Calorie in due cucchiai di semi di lino macinati
Piccolo e semplice, semi di lino è ricco di nutrienti essenziali e sostanze fitochimiche benefiche. Con i suoi alti livelli di acidi grassi alfa-linolenico e omega-3, lignani e fibre alimentari, questo piccolo seme terroso promuove i normali livelli di colesterolo, protegge la salute cardiovascolare e aiuta a prevenire la stitichezza.

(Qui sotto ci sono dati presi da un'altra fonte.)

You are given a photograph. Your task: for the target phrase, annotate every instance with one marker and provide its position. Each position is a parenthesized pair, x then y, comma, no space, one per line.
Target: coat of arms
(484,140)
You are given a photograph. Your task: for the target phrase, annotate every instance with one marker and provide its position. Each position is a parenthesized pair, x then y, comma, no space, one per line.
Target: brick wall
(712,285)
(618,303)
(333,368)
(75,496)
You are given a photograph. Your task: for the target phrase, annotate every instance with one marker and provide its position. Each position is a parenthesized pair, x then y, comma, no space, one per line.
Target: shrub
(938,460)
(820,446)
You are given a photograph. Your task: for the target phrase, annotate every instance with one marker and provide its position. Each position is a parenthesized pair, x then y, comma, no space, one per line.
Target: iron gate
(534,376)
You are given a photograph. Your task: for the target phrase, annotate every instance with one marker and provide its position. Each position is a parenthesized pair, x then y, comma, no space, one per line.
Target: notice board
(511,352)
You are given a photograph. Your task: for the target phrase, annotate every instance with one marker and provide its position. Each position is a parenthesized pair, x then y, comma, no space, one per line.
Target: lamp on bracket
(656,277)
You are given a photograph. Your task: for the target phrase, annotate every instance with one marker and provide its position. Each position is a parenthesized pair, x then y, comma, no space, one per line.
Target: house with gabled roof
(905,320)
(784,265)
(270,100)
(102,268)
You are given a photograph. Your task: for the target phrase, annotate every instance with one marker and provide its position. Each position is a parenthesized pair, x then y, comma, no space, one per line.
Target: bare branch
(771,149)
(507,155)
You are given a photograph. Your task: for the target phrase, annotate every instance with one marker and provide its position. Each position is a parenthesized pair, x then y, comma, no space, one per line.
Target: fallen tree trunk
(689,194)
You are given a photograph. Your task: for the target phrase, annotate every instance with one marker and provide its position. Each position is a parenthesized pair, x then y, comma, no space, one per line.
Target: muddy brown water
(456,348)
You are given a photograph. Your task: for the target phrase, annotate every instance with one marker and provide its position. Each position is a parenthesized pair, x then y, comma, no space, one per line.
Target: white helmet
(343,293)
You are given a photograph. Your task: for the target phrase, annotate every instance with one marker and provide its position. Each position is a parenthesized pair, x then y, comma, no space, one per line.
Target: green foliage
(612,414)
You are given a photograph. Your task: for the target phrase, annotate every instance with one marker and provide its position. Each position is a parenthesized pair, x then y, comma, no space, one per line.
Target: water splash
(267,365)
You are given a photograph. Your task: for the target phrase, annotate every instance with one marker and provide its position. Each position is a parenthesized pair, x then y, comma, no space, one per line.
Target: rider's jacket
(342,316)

Il seme di lino è un'ottima fonte di acido alfa-linolenico. (Immagine: Jupiterimages / Stockbyte / Getty Images)Contenuto calorico
Una porzione di semi di lino macinata da 2 cucchiai contiene circa 75 calorie, secondo il Dipartimento dell'Agricoltura degli Stati Uniti. Queste calorie consistono in 2,6 grammi di proteine, 4 grammi di carboidrati - quasi tutti di fibra - e 6 grammi di grasso. Gli acidi grassi polinsaturi, che comprendono gli acidi grassi omega-3 cardiaci, rappresentano circa i due terzi del grasso in semi di lino.
Fattore di freschezza
Come gli olii vegetali, le noci e altri semi, l'alto contenuto di grasso nei semi di lino lo fa rovinare rapidamente. Semi di lino che odora di pittura ad olio è rancido, il che significa che i suoi oli hanno iniziato a ossidarsi. Questo processo può trasformare i grassi insaturi benefici in composti tossici - e possibilmente cancerogeni. Il seme di lino intero dura molto più a lungo rispetto alla varietà macinata, e occorre refrigerare entrambi in contenitori a tenuta stagna.
Servire suggerimenti
Per massimizzare i benefici per la salute, usa un macinino da caffè o un robot da cucina per macinare tutto il seme di lino fresco, a seconda delle tue esigenze. Spolverlo sulla pasta, piegarlo nello yogurt o mescolarlo alla farina d'avena.